There’s a temptation to use the fanciest model architecture. Transformers are in vogue now. Vision transformers for images, BERT-like models for NLP. Your humble correspondent is a Reinforcement Learning fanboy, but that doesn’t mean RL is the best architecture for every problem.

What this means in practice: Your model architecture should match the size and quality of your dataset and the constraints of your intended use. If you have 500 patient records, you can’t use a transformer. You probably need something simpler (logistic regression, random forest, small neural network) that won’t overfit to your small dataset. If you’re deploying in a resource-constrained setting, you need a model that runs efficiently, not one that requires GPU inference.

Your intended use also matters. If your device needs to provide a recommendation in under 100 milliseconds (for real-time clinical use), you can’t use a model that takes 30 seconds to run inference. If clinicians need to understand why the model made a recommendation, you need something interpretable, not a black-box deep neural network.

Why it matters: A fancy model overfitted to your training data will generalize worse than a simple model trained thoughtfully. A slow model won’t be used in time-critical settings. An opaque model will fail regulatory review in contexts where interpretability is needed.

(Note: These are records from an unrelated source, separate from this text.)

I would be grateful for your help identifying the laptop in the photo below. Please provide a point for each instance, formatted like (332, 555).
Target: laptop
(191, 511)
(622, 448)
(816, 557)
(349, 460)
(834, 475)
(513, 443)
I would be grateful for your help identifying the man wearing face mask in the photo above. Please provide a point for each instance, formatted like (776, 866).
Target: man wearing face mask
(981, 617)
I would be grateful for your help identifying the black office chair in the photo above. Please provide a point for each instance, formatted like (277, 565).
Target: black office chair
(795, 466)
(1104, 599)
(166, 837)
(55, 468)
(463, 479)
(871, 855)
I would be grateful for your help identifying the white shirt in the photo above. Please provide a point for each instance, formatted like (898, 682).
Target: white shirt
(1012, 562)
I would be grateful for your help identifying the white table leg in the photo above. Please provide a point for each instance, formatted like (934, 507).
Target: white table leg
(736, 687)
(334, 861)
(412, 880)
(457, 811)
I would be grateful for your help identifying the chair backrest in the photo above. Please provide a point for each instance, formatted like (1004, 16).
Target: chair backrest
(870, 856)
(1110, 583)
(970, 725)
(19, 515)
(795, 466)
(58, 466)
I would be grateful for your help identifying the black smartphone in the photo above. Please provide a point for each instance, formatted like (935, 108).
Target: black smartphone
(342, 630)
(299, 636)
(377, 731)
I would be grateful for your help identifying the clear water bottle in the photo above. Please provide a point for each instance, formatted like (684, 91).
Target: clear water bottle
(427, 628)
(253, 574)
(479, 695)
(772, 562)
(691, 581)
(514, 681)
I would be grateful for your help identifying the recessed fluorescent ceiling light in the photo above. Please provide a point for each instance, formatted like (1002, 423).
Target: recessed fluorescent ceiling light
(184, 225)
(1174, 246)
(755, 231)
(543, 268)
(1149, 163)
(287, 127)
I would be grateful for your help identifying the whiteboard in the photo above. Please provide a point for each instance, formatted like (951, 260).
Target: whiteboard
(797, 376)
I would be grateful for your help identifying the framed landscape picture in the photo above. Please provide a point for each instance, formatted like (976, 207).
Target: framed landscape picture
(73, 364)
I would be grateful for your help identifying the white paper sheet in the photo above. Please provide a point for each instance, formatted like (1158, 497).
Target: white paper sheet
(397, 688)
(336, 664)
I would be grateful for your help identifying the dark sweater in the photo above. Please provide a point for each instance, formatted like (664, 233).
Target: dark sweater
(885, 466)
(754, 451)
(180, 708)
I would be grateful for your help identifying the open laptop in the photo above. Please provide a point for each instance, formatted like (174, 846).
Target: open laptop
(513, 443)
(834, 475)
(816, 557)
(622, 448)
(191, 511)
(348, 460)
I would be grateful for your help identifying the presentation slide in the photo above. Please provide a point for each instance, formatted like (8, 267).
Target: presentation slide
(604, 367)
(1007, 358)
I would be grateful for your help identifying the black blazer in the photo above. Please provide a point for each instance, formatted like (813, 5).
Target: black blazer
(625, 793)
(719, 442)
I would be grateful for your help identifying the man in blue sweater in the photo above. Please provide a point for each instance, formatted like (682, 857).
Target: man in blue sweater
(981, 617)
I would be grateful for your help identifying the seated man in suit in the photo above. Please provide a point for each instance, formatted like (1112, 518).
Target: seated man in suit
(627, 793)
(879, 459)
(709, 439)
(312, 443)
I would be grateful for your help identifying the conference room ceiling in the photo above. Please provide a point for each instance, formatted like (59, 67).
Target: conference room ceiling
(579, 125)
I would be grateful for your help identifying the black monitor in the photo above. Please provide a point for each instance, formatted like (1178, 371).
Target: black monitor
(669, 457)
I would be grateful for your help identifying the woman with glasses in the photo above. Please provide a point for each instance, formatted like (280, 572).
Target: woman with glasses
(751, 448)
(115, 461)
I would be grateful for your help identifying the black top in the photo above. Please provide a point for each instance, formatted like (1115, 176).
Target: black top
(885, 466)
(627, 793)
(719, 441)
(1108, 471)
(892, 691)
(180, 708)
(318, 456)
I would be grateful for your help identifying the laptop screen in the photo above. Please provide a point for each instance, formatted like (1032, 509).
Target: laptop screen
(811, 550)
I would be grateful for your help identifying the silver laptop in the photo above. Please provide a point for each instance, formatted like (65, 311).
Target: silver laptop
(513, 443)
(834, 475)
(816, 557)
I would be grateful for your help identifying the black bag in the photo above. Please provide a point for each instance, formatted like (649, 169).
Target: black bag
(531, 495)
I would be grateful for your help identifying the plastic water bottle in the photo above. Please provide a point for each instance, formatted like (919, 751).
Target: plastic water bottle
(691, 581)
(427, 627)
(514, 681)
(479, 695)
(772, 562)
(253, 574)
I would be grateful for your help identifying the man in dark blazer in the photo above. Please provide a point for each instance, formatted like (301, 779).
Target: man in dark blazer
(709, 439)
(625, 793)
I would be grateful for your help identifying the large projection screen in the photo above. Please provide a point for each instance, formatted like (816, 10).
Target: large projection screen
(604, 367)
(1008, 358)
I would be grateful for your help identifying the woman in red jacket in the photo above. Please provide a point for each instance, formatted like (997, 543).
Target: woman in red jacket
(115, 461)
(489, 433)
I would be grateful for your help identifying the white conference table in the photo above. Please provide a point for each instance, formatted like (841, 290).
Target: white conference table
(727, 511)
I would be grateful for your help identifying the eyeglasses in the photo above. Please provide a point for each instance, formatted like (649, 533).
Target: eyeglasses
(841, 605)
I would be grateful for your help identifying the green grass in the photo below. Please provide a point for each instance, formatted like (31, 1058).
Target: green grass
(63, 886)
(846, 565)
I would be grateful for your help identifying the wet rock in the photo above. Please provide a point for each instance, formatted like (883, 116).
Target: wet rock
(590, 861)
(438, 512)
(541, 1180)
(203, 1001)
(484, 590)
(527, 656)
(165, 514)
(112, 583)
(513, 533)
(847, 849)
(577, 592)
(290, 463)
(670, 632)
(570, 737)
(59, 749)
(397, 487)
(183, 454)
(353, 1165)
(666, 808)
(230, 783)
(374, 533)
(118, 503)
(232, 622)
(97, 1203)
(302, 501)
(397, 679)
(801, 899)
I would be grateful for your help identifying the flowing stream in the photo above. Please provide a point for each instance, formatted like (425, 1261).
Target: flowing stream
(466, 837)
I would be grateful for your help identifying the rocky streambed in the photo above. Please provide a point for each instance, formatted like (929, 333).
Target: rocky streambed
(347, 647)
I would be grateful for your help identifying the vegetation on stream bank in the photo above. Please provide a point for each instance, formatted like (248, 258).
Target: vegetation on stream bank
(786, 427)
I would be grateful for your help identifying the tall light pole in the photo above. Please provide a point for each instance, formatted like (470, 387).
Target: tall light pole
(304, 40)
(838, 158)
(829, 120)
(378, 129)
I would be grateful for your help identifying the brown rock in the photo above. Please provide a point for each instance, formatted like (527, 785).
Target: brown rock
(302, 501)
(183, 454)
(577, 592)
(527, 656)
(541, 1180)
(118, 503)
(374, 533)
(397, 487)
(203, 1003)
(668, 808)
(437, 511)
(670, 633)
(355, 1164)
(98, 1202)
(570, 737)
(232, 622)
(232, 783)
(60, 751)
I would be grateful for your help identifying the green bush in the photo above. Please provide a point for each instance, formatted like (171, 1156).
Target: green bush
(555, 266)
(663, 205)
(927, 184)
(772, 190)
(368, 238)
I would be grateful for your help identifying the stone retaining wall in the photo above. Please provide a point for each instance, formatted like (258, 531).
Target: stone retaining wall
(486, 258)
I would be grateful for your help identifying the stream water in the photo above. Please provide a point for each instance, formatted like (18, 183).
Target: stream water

The art is choosing a model that’s complex enough to capture the signal in your data but not so complex that it memorizes noise.

Practical checklist:

Does your model architecture match your dataset size? (More parameters than samples is usually a red flag.)
Have you considered simpler models as baselines to compare against?
Does your model meet the computational requirements of your intended use? (Response time, hardware available, power consumption.)
If interpretability matters (it usually does in clinical settings), have you chosen a model that supports explanation?
Have you validated that your model generalizes? (Same performance on held-out test data as on training data, or close enough that you can explain the gap.)

7. Focus on Human-AI Team Performance: You’re Optimizing for Clinician + AI, Not AI Alone

This is a principle that often gets missed because it changes what you measure.

What this means in practice: Your clinical validation study shouldn’t measure just the AI’s performance. It should measure what happens when a clinician uses the AI versus when they don’t. Does the AI reduce error rate? Does it reduce time to diagnosis? Does it improve diagnostic agreement among clinicians? Does it increase appropriate referrals and decrease unnecessary workups?

If your AI is a diagnostic assistant, you measure accuracy when a clinician reviews the AI’s recommendation versus accuracy with standard practice. If your AI is a risk classifier, you measure whether clinician decision-making improves when given the AI’s risk score.

Why it matters: A model that’s 95% accurate in a vacuum might not improve clinical care if clinicians ignore it, over-rely on it, or get confused by it. Conversely, a model that’s 87% accurate might dramatically improve clinical care if clinicians know when to trust it and when to override it.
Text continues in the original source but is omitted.